What types of fasting are there? There are two types of fasting: Water and juice fasting. Water fasting is the more severe fast and detoxifies the body much more quickly. It is not recommended for those already on a chemical program; say, detoxifying from drugs, as a water fast may damage the kidneys. Will weight be lost while fasting? You can lose weight while on a fast but research has shown, if one fasts only to lose weight and not incorporate fasting into a healthy lifestyle as part of a regimen; the lost weight will be regained. And now for another take on health regimen; intermittent fasting (IF). Intermittent fasting requires one to not eat anything for twelve hours or more on a regular schedule, with a typical period of fasting lasting 18-24 hours, twice a week. Those who are strong proponents of IF explain that once a person works through the first several weeks it is relatively easy to maintain this alternate cycle of eating and not eating. NASA may investigate IF as a way to improve higher brain function in pilots and UAV operators, as these are stressful assignments and research has shown intermittent fasting helps people recover better from exercise, helps retain lean muscle mass, protects one from diabetes and heart disease. Exercise during an IF session increases your body’s ability to burn fat. Research has demonstrated that our growth hormone cells search out fat cells and use them as a source of food to energize the body during a fast. This feast or famine approach seems to fit the hunter gatherer cycle of early humans who either had more than enough food or were constantly foraging for something to eat. Our bodies evolved to adjust to this cycle.

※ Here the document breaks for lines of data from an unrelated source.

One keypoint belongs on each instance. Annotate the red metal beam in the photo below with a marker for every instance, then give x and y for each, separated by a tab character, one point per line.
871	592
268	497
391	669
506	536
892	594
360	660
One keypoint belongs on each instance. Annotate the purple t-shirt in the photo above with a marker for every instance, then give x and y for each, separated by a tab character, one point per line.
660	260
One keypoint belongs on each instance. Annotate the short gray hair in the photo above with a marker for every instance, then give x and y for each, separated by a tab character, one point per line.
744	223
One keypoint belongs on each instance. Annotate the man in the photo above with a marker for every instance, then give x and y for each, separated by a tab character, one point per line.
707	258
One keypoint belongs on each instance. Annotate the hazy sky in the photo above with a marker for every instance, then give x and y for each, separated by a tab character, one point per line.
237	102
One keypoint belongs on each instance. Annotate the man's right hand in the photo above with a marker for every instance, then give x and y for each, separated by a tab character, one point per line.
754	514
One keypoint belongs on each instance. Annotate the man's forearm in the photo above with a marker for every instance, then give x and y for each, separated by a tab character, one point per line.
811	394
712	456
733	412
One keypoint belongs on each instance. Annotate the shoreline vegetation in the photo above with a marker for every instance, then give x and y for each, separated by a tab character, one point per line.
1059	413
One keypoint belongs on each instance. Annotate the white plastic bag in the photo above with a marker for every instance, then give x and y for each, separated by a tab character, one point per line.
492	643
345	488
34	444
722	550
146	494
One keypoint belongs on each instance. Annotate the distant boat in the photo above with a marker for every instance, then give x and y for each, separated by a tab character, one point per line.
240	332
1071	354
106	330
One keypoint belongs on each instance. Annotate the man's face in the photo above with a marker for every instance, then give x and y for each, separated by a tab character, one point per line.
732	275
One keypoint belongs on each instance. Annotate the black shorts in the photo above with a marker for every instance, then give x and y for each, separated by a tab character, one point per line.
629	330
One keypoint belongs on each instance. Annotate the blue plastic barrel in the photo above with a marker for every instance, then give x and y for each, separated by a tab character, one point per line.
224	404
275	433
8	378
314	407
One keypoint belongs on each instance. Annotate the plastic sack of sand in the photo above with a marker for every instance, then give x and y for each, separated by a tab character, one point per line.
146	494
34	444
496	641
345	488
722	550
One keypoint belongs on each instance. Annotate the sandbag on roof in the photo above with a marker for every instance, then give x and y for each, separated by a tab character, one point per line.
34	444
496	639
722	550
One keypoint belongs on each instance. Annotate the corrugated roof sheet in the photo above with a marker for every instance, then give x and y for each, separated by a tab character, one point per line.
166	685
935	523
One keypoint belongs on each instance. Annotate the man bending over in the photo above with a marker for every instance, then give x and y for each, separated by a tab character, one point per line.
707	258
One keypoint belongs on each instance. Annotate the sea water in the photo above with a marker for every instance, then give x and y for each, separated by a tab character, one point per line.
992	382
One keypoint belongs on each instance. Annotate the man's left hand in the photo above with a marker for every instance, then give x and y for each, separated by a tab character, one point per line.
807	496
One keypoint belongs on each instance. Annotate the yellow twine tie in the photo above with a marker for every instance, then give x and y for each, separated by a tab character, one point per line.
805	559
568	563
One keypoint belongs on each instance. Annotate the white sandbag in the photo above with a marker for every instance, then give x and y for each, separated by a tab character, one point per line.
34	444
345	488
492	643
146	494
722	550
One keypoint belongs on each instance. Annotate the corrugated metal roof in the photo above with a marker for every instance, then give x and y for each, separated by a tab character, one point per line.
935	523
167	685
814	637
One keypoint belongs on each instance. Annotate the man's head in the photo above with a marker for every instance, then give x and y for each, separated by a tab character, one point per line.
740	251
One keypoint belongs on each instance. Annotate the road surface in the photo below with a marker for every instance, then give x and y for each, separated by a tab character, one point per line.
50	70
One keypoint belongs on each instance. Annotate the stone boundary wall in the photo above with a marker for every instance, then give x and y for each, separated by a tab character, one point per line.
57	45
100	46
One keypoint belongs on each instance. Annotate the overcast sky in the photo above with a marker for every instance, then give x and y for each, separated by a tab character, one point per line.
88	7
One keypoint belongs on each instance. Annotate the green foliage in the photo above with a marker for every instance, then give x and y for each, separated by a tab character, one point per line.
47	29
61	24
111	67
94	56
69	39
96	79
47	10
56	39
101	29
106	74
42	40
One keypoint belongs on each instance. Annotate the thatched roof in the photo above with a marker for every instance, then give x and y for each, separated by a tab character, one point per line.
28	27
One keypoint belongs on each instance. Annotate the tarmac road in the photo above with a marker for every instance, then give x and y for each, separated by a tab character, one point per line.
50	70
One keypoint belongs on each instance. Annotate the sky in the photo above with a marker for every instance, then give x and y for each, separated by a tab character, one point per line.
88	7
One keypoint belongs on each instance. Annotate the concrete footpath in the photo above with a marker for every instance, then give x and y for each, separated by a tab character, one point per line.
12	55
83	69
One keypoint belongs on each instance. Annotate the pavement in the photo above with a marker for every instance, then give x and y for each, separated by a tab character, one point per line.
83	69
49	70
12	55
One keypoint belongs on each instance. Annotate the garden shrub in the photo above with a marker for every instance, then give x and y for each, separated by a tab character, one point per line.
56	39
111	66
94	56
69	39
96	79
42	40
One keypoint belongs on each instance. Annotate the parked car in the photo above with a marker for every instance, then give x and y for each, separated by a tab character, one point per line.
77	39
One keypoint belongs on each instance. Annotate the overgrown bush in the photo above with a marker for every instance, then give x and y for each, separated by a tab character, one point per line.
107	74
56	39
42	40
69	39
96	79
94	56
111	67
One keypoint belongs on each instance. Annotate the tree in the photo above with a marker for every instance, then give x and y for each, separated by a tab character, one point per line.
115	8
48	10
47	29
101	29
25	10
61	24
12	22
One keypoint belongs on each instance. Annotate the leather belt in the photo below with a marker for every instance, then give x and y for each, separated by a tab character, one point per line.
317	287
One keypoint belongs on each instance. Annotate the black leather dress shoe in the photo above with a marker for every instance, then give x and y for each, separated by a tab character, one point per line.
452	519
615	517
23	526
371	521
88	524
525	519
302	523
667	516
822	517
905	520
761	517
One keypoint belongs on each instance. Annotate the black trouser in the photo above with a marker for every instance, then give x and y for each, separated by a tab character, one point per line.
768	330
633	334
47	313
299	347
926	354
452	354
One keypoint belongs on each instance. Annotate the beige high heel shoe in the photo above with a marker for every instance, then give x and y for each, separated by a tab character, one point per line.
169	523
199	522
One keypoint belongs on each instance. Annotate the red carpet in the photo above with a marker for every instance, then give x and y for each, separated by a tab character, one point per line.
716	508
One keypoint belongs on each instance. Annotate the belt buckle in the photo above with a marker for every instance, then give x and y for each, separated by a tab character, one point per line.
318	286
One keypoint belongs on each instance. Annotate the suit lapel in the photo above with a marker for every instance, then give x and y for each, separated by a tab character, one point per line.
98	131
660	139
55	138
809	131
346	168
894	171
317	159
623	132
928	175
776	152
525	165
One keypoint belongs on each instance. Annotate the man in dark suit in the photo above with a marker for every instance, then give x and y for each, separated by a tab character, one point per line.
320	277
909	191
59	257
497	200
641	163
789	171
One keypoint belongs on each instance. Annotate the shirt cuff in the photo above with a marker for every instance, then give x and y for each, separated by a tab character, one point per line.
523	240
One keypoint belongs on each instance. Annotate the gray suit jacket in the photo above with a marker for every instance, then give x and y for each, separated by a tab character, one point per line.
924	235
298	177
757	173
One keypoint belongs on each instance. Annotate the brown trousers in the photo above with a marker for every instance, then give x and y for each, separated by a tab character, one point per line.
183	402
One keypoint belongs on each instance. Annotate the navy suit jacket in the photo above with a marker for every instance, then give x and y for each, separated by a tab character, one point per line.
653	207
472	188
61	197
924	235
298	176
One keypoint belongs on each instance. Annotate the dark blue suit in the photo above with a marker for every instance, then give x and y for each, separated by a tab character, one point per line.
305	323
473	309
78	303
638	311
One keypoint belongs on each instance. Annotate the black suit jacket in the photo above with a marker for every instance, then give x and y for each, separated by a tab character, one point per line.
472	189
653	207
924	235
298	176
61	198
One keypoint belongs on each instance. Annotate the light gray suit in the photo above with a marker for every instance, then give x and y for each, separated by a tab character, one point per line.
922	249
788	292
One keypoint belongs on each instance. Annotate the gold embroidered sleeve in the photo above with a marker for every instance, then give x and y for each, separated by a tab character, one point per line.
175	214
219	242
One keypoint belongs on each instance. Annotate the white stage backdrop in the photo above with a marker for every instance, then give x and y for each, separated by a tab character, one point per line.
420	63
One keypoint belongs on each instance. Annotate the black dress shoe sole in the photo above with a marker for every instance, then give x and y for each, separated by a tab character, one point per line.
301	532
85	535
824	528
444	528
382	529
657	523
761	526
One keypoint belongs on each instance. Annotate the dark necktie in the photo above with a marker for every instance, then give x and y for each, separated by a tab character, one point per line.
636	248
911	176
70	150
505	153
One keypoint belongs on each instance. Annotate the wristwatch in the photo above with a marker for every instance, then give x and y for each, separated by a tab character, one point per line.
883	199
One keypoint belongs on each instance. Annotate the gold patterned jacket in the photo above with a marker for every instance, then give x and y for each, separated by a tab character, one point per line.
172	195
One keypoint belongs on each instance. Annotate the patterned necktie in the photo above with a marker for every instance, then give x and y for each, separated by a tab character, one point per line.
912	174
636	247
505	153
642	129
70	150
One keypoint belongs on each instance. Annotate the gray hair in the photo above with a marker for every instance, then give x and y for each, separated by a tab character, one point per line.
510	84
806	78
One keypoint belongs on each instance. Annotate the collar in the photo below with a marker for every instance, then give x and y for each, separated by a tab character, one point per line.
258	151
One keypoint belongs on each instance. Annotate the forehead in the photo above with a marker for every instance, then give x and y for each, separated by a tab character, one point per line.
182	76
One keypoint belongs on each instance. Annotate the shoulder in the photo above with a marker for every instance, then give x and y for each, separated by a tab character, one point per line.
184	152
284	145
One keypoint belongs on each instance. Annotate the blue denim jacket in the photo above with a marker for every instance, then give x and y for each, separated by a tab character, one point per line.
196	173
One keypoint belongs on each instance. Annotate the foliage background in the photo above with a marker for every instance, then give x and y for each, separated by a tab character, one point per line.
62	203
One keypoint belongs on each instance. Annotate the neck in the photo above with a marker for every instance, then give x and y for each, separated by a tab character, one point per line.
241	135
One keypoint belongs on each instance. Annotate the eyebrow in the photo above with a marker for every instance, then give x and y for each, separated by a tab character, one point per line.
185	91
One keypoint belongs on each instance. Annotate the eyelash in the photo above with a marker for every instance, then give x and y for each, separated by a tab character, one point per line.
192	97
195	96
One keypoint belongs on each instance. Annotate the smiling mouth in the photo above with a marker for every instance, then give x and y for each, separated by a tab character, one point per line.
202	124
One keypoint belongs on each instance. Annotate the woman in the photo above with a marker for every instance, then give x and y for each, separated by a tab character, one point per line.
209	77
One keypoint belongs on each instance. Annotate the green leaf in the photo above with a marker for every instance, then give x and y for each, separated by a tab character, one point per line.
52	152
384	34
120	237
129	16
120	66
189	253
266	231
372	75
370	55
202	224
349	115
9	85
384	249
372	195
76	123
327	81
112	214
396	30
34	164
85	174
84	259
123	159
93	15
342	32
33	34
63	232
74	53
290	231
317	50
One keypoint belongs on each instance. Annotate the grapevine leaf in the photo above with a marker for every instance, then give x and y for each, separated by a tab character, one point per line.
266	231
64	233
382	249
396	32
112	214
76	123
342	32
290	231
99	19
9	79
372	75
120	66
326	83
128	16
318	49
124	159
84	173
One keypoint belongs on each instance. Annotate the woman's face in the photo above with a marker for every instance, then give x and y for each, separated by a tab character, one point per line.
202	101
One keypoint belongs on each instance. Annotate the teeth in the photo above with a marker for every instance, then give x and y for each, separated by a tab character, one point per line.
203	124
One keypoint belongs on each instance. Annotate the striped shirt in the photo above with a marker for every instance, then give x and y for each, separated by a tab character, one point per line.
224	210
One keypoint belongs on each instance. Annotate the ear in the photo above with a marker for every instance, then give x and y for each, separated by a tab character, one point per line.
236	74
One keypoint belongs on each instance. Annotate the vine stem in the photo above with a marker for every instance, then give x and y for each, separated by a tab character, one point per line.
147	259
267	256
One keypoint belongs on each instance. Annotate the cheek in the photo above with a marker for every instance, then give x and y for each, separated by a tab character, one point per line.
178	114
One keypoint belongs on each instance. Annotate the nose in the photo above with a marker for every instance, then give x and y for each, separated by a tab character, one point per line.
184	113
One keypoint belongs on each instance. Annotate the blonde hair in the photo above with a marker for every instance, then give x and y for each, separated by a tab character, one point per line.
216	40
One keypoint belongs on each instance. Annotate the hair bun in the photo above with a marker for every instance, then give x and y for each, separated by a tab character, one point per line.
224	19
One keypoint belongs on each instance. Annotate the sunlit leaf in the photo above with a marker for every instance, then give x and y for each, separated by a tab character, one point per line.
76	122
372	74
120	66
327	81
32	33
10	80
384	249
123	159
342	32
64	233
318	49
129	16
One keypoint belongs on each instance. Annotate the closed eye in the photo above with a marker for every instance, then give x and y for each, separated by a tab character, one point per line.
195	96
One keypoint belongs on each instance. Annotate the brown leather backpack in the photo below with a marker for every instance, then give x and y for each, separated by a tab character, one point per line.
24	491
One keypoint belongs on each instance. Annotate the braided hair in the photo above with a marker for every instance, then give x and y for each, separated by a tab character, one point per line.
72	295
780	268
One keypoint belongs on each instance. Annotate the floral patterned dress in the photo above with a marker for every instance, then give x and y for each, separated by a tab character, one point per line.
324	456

However, with modern processed and sugar loaded foods this is no longer applicable. After a fast many people crave the food loaded with sugar that are also high in carbohydrates, causing them to binge on these foods. Which is why IF proponents advocate eating healthier foods and exercise on a regular basis, even while fasting. Those who have taken up the IF banner are staunch promoters of this regimen, citing a wide range of benefits from killing cancer cells to a positive change in neural brain activity, to such things as protection against epilepsy, Alzheimer’s and strokes.
Everyone from Aristotle to Benjamin Franklin seems to have had a say on the art and science of fasting. If that’s the case, maybe the next meal 24 hours from now won’t consist of lasagna with garlic bread and have a vanilla-chocolate swirl ice cream dessert with a Hershey’s kiss chaser.